Há ligação entre sua música e a de Luiz Gonzaga?
Culturalmente estamos bem distantes, embora músicos consigam com frequência encontrar meios de se conectar, superando barreiras sociais.

Você vê conexão entre a cultura do forró e o folclore norte-americano?
Claro. Eu expliquei a Denise que quando eu comecei a entender o que significa Asa branca, imediatamente vi uma ligação entre o Dust bowl ballads que Woody Guthrie cantava nos Estados Unidos. São músicas sobre fazendeiros que precisam sair de suas casas após anos de seca – poderia haver algo mais similar? Aquelas músicas de Guthrie, claro, foram super influentes para Bob Dylan e muitos outros, na medida em que eram planas, melódicas e políticas ao mesmo tempo – da mesma forma, músicas de forró são folclóricas, catchy (ficam na cabeça) e políticas também – ao contar histórias sobre os desvalidos. Veja a letra de uma canção chamada Do re mi – Dó é a primeira nota musical, é claro, mas na gíria americana dough (que tem a mesma pronúncia) também significa pão/dinheiro. Guthrie dá um aviso para os refugiados de Oklahoma ou Arkansas, que deixaram suas terras e foram para a Califórnia começar uma nova vida.

O que você vê de especial, diferente ou peculiar na estrutura musical do forró?
A instrumentação africana, indígena, alemã e portuguesa, tudo isso misturado. Não deveria funcionar, mas funciona!

"O homem que engarrafava nuvens", de Lírio Ferreira, hoje, no Cine Ceará


Luiz Gonzaga e Humberto Teixeira: parceria preciosa e nem sempre conhecida

O homem que engarrafava nuvens, documentário de Lírio Ferreira, será exibido hoje à noite no 19º Cine Ceará.

Nada mais simbólico. Hoje se completam 20 anos desde que Luiz Gonzaga morreu.

Além disso, fazem 30 que se foi Humberto Teixeira, parceiro na criação dos primeiros e definitivos sucessos.
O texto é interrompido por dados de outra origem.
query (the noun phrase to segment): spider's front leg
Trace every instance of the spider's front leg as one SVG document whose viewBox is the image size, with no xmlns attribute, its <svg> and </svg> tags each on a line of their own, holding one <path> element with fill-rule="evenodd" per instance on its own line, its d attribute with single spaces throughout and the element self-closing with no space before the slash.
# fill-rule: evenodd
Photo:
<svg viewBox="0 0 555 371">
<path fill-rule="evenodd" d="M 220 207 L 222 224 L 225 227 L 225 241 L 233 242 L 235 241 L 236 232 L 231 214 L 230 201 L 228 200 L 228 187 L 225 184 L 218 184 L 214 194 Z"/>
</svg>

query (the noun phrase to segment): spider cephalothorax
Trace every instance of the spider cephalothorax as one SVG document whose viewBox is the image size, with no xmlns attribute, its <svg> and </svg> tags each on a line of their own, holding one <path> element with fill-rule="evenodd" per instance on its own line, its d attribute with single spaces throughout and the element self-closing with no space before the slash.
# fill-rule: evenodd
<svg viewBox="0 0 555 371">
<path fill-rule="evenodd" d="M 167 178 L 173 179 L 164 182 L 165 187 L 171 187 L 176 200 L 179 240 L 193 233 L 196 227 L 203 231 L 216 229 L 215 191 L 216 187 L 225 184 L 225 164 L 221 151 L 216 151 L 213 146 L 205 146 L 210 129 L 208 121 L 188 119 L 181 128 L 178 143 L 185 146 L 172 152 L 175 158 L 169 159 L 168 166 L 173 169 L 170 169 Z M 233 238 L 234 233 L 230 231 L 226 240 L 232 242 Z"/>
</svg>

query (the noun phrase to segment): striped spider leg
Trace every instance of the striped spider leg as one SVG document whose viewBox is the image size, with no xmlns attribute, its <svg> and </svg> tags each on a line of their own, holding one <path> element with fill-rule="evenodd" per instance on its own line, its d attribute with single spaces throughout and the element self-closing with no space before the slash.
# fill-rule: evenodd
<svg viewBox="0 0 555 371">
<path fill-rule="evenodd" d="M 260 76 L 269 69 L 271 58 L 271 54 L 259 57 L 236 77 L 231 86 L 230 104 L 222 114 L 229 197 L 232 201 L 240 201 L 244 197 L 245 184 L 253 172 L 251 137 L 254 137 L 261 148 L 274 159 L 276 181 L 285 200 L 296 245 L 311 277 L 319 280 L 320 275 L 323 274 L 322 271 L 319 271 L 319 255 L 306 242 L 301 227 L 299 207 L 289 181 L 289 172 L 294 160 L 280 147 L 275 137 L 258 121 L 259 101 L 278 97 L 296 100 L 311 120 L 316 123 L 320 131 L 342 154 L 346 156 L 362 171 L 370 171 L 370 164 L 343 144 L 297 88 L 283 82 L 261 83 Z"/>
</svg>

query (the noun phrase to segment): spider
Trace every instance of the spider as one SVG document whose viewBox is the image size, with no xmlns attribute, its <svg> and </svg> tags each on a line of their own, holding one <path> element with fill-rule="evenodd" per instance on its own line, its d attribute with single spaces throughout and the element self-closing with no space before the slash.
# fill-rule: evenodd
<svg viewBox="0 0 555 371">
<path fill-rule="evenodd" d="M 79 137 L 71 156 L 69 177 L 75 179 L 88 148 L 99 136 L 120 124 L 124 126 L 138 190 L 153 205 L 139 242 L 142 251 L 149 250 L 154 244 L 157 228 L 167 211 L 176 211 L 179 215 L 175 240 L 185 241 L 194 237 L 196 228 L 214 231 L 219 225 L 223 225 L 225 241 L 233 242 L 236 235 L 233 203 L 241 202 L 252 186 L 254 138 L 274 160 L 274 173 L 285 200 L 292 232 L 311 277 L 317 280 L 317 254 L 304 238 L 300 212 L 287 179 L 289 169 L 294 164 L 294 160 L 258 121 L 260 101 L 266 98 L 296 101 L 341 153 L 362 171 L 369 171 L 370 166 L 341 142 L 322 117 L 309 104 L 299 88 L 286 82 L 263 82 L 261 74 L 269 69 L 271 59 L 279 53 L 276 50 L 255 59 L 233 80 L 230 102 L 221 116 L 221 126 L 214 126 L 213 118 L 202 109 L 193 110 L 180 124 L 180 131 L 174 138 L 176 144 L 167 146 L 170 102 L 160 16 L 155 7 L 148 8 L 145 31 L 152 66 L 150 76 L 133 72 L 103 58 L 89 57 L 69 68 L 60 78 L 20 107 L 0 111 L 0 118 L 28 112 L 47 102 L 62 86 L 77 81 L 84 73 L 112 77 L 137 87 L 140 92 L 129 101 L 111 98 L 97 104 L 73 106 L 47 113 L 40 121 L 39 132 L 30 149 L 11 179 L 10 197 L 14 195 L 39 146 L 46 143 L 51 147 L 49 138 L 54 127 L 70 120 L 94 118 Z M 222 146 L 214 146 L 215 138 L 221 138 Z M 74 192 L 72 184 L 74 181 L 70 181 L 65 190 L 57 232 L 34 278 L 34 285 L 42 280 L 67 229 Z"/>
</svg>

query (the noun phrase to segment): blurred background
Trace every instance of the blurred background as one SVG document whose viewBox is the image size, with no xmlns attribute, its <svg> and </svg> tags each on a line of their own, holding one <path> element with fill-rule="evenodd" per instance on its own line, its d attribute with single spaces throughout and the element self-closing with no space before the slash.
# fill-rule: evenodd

Na sala de imprensa, a produtora do longa, a atriz Denise Dumont, protesta ao ler os jornais locais, que dedicaram várias páginas ao velho Lua.

Ela tem motivos para tanto: é filha de Teixeira, o “doutor baião”.
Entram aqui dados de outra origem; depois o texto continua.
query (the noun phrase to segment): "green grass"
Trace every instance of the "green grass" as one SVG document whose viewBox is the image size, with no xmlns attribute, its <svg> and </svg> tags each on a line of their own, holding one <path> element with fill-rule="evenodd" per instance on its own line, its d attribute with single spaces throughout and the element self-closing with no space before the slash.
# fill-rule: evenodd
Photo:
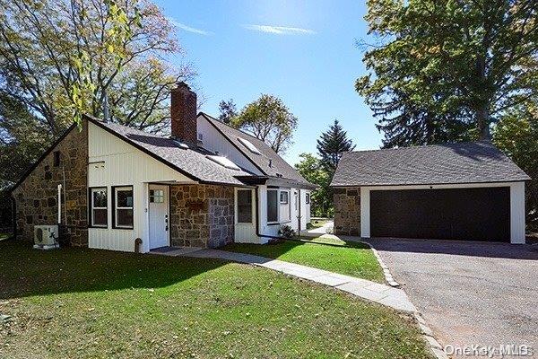
<svg viewBox="0 0 538 359">
<path fill-rule="evenodd" d="M 332 221 L 329 218 L 312 218 L 309 223 L 307 223 L 307 229 L 310 230 L 313 228 L 323 227 L 327 222 Z"/>
<path fill-rule="evenodd" d="M 367 244 L 344 241 L 330 236 L 303 238 L 302 241 L 284 241 L 267 245 L 232 243 L 223 249 L 302 264 L 379 283 L 385 282 L 383 270 Z"/>
<path fill-rule="evenodd" d="M 0 242 L 0 357 L 425 358 L 407 316 L 216 259 Z"/>
</svg>

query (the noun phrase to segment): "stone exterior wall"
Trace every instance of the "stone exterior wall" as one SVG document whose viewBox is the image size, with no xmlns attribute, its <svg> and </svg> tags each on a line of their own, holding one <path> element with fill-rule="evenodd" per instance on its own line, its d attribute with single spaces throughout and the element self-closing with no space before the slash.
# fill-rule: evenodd
<svg viewBox="0 0 538 359">
<path fill-rule="evenodd" d="M 233 188 L 170 186 L 170 231 L 172 246 L 217 248 L 232 242 Z"/>
<path fill-rule="evenodd" d="M 55 152 L 60 153 L 57 167 L 54 165 Z M 87 179 L 88 124 L 84 122 L 82 131 L 78 128 L 71 130 L 14 189 L 13 196 L 16 202 L 17 238 L 33 241 L 34 225 L 57 223 L 57 186 L 64 186 L 65 183 L 62 224 L 66 226 L 61 232 L 72 245 L 87 246 Z"/>
<path fill-rule="evenodd" d="M 334 234 L 360 235 L 360 188 L 334 189 Z"/>
</svg>

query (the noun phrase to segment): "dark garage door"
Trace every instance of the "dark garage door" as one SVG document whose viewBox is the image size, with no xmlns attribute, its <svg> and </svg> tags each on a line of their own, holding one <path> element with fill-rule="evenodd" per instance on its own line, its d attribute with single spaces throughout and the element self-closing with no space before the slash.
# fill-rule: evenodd
<svg viewBox="0 0 538 359">
<path fill-rule="evenodd" d="M 373 190 L 370 234 L 509 241 L 509 188 Z"/>
</svg>

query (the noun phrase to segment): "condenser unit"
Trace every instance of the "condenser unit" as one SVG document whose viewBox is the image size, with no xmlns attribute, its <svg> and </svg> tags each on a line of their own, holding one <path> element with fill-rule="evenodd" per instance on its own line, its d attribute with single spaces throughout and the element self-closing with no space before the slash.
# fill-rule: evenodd
<svg viewBox="0 0 538 359">
<path fill-rule="evenodd" d="M 50 250 L 58 247 L 58 226 L 34 225 L 34 248 Z"/>
</svg>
Apenas uma matéria fala sobre o trabalho do pai. No título: “Humberto Teixeira reforçou parceria”.

“Ele criou a parceria!”, responde Denise.

O filme foi a forma de Denise apresentar o pai ao mundo, que sem saber o “conhece” via palavras cantadas por Gonzagão. É dele as letras de Asa Branca, Baião, Assum preto, Paraíba, Juazeiro, entre outros.
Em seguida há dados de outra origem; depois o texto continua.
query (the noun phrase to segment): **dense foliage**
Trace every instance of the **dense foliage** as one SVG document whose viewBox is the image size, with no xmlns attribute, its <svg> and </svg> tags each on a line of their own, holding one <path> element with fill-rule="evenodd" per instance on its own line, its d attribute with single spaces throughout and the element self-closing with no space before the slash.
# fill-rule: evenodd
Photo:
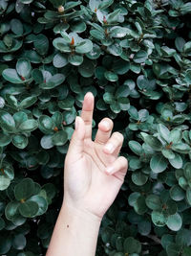
<svg viewBox="0 0 191 256">
<path fill-rule="evenodd" d="M 191 2 L 0 0 L 0 254 L 44 255 L 83 96 L 124 134 L 97 255 L 191 255 Z M 83 230 L 82 230 L 83 235 Z"/>
</svg>

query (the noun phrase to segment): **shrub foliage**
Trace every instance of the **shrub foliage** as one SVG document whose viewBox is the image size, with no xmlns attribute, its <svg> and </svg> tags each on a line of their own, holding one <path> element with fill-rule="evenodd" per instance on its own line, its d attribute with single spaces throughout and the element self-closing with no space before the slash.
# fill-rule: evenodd
<svg viewBox="0 0 191 256">
<path fill-rule="evenodd" d="M 0 0 L 1 255 L 45 254 L 87 91 L 94 131 L 112 118 L 129 160 L 97 255 L 191 255 L 190 12 L 186 0 Z"/>
</svg>

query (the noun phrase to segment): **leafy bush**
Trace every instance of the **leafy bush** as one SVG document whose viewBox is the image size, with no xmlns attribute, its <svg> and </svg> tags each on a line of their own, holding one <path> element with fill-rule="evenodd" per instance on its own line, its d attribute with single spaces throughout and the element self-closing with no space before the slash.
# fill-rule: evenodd
<svg viewBox="0 0 191 256">
<path fill-rule="evenodd" d="M 191 255 L 191 2 L 0 0 L 0 254 L 44 255 L 83 96 L 124 134 L 97 255 Z"/>
</svg>

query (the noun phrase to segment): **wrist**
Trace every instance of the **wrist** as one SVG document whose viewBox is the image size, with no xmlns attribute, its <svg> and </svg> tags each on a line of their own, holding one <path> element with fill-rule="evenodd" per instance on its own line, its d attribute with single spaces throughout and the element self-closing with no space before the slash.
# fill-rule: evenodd
<svg viewBox="0 0 191 256">
<path fill-rule="evenodd" d="M 60 213 L 64 215 L 71 216 L 75 220 L 80 220 L 81 221 L 91 222 L 96 225 L 100 225 L 102 218 L 91 213 L 85 207 L 74 206 L 72 202 L 64 199 Z"/>
</svg>

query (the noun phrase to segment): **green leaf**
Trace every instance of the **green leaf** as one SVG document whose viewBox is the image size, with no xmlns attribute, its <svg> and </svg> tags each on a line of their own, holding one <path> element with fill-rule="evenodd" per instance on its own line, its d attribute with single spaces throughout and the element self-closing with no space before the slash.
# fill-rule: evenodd
<svg viewBox="0 0 191 256">
<path fill-rule="evenodd" d="M 11 184 L 11 178 L 0 173 L 0 191 L 6 190 Z"/>
<path fill-rule="evenodd" d="M 11 137 L 9 134 L 0 132 L 0 147 L 9 145 L 11 141 Z"/>
<path fill-rule="evenodd" d="M 41 115 L 39 117 L 39 128 L 45 132 L 53 131 L 54 128 L 54 123 L 53 119 L 47 115 Z"/>
<path fill-rule="evenodd" d="M 18 149 L 25 149 L 29 143 L 28 137 L 22 134 L 13 135 L 11 142 Z"/>
<path fill-rule="evenodd" d="M 37 102 L 37 97 L 36 96 L 30 96 L 25 98 L 20 104 L 19 104 L 19 108 L 24 109 L 32 106 Z"/>
<path fill-rule="evenodd" d="M 89 39 L 84 39 L 82 42 L 76 45 L 75 52 L 77 54 L 87 54 L 93 50 L 93 43 Z"/>
<path fill-rule="evenodd" d="M 22 131 L 32 131 L 38 128 L 38 122 L 34 119 L 29 119 L 21 123 L 18 128 Z"/>
<path fill-rule="evenodd" d="M 164 157 L 169 159 L 169 161 L 175 159 L 175 153 L 170 149 L 162 149 L 161 153 Z"/>
<path fill-rule="evenodd" d="M 16 71 L 24 79 L 28 79 L 32 72 L 32 66 L 27 58 L 19 58 L 16 62 Z"/>
<path fill-rule="evenodd" d="M 142 63 L 142 62 L 145 62 L 147 58 L 148 58 L 147 52 L 140 50 L 139 52 L 135 54 L 133 60 L 136 63 Z"/>
<path fill-rule="evenodd" d="M 157 195 L 149 195 L 146 197 L 146 205 L 149 207 L 151 210 L 154 211 L 159 211 L 161 210 L 161 201 L 159 196 Z"/>
<path fill-rule="evenodd" d="M 39 196 L 39 195 L 36 195 L 36 196 L 32 196 L 32 198 L 30 198 L 27 202 L 35 202 L 37 203 L 38 205 L 38 212 L 36 213 L 36 215 L 43 215 L 47 209 L 48 209 L 48 203 L 47 203 L 47 200 Z"/>
<path fill-rule="evenodd" d="M 44 83 L 40 84 L 43 89 L 52 89 L 60 85 L 65 81 L 65 76 L 63 74 L 55 74 L 47 80 Z"/>
<path fill-rule="evenodd" d="M 140 134 L 142 134 L 142 132 L 141 132 Z M 156 137 L 154 137 L 154 136 L 152 136 L 152 135 L 146 135 L 146 136 L 144 136 L 144 141 L 145 141 L 145 143 L 148 144 L 154 151 L 160 151 L 161 149 L 162 149 L 162 144 L 161 144 L 161 142 L 160 142 L 158 138 L 156 138 Z"/>
<path fill-rule="evenodd" d="M 119 26 L 114 26 L 110 30 L 110 35 L 112 37 L 121 38 L 121 37 L 124 37 L 126 34 L 127 34 L 126 28 L 119 27 Z"/>
<path fill-rule="evenodd" d="M 26 200 L 32 197 L 34 193 L 34 183 L 31 178 L 24 178 L 14 188 L 15 198 L 20 200 Z M 24 216 L 25 217 L 25 216 Z"/>
<path fill-rule="evenodd" d="M 2 234 L 0 236 L 0 253 L 1 255 L 3 254 L 7 254 L 11 247 L 11 242 L 12 242 L 12 239 L 10 235 L 8 234 Z"/>
<path fill-rule="evenodd" d="M 186 189 L 186 199 L 189 205 L 191 205 L 191 188 Z"/>
<path fill-rule="evenodd" d="M 191 148 L 185 143 L 178 143 L 178 144 L 172 145 L 172 150 L 174 150 L 177 152 L 188 153 Z"/>
<path fill-rule="evenodd" d="M 15 122 L 12 116 L 6 112 L 1 110 L 0 111 L 0 123 L 1 128 L 8 132 L 12 132 L 15 129 Z"/>
<path fill-rule="evenodd" d="M 180 201 L 185 198 L 185 193 L 179 185 L 174 185 L 170 189 L 170 197 L 175 201 Z"/>
<path fill-rule="evenodd" d="M 183 175 L 189 180 L 191 179 L 191 163 L 187 162 L 183 168 Z"/>
<path fill-rule="evenodd" d="M 173 144 L 179 143 L 182 138 L 182 132 L 180 129 L 174 128 L 170 131 L 169 141 Z"/>
<path fill-rule="evenodd" d="M 177 47 L 178 51 L 182 52 L 185 40 L 182 37 L 176 37 L 175 46 Z"/>
<path fill-rule="evenodd" d="M 156 174 L 161 173 L 166 170 L 167 165 L 167 160 L 161 154 L 153 155 L 150 161 L 151 170 Z"/>
<path fill-rule="evenodd" d="M 28 120 L 28 115 L 23 111 L 19 111 L 13 114 L 13 119 L 16 124 L 16 127 L 19 127 L 21 123 Z"/>
<path fill-rule="evenodd" d="M 183 165 L 181 156 L 177 152 L 175 153 L 175 157 L 173 159 L 169 159 L 169 162 L 176 169 L 180 169 Z"/>
<path fill-rule="evenodd" d="M 16 35 L 23 35 L 23 24 L 19 19 L 13 18 L 11 20 L 11 29 Z"/>
<path fill-rule="evenodd" d="M 140 253 L 141 244 L 133 237 L 128 237 L 124 241 L 124 251 L 127 253 Z"/>
<path fill-rule="evenodd" d="M 92 77 L 95 73 L 94 62 L 85 58 L 83 63 L 78 67 L 78 72 L 84 78 Z"/>
<path fill-rule="evenodd" d="M 39 55 L 45 56 L 49 50 L 49 40 L 46 35 L 39 34 L 35 36 L 33 45 Z"/>
<path fill-rule="evenodd" d="M 110 81 L 117 81 L 118 80 L 118 76 L 112 71 L 106 71 L 104 77 Z"/>
<path fill-rule="evenodd" d="M 166 225 L 173 231 L 178 231 L 181 228 L 182 220 L 179 213 L 170 215 L 167 218 Z"/>
<path fill-rule="evenodd" d="M 36 83 L 42 83 L 44 81 L 43 74 L 41 70 L 34 68 L 32 72 L 32 77 L 35 81 Z"/>
<path fill-rule="evenodd" d="M 83 62 L 83 57 L 81 55 L 70 55 L 68 61 L 74 66 L 79 66 Z"/>
<path fill-rule="evenodd" d="M 12 246 L 17 250 L 22 250 L 27 244 L 27 240 L 23 234 L 17 234 L 12 241 Z"/>
<path fill-rule="evenodd" d="M 68 57 L 64 54 L 56 54 L 53 57 L 53 66 L 56 68 L 64 67 L 68 64 Z"/>
<path fill-rule="evenodd" d="M 12 82 L 12 83 L 23 83 L 25 82 L 20 79 L 15 69 L 7 68 L 4 69 L 2 76 L 5 80 Z"/>
<path fill-rule="evenodd" d="M 111 105 L 110 105 L 110 108 L 111 110 L 114 112 L 114 113 L 119 113 L 120 112 L 120 105 L 117 102 L 113 102 Z"/>
<path fill-rule="evenodd" d="M 148 180 L 148 175 L 142 174 L 141 172 L 134 172 L 132 174 L 132 181 L 138 185 L 142 186 L 144 185 Z"/>
<path fill-rule="evenodd" d="M 106 104 L 112 104 L 114 102 L 115 98 L 114 98 L 114 95 L 110 92 L 105 92 L 103 94 L 103 101 L 106 103 Z"/>
<path fill-rule="evenodd" d="M 40 140 L 40 145 L 43 149 L 49 150 L 53 147 L 53 135 L 45 135 Z"/>
<path fill-rule="evenodd" d="M 162 214 L 162 212 L 153 211 L 151 214 L 152 221 L 157 226 L 164 226 L 166 224 L 167 219 Z"/>
<path fill-rule="evenodd" d="M 10 201 L 7 204 L 5 209 L 5 215 L 9 221 L 12 221 L 15 218 L 15 216 L 18 216 L 18 211 L 17 211 L 18 206 L 19 202 L 17 201 Z"/>
<path fill-rule="evenodd" d="M 18 207 L 19 213 L 26 218 L 33 218 L 37 215 L 39 207 L 34 201 L 25 201 Z"/>
</svg>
Projetado primeiramente em Nova York, no Museum of Modern Art (Moma), O homem que engarrafava nuvens percorreu festivais internacionais como o prestigiado International Documentary Film Festival of Amsterdam (IDFA), e mostras do Rio de Janeiro e do Pantanal, em Campo Grande, onde foi premiado pelo público e júri.

No último Cine PE, ele foi exibido fora de concurso, após a cerimônia de premiação.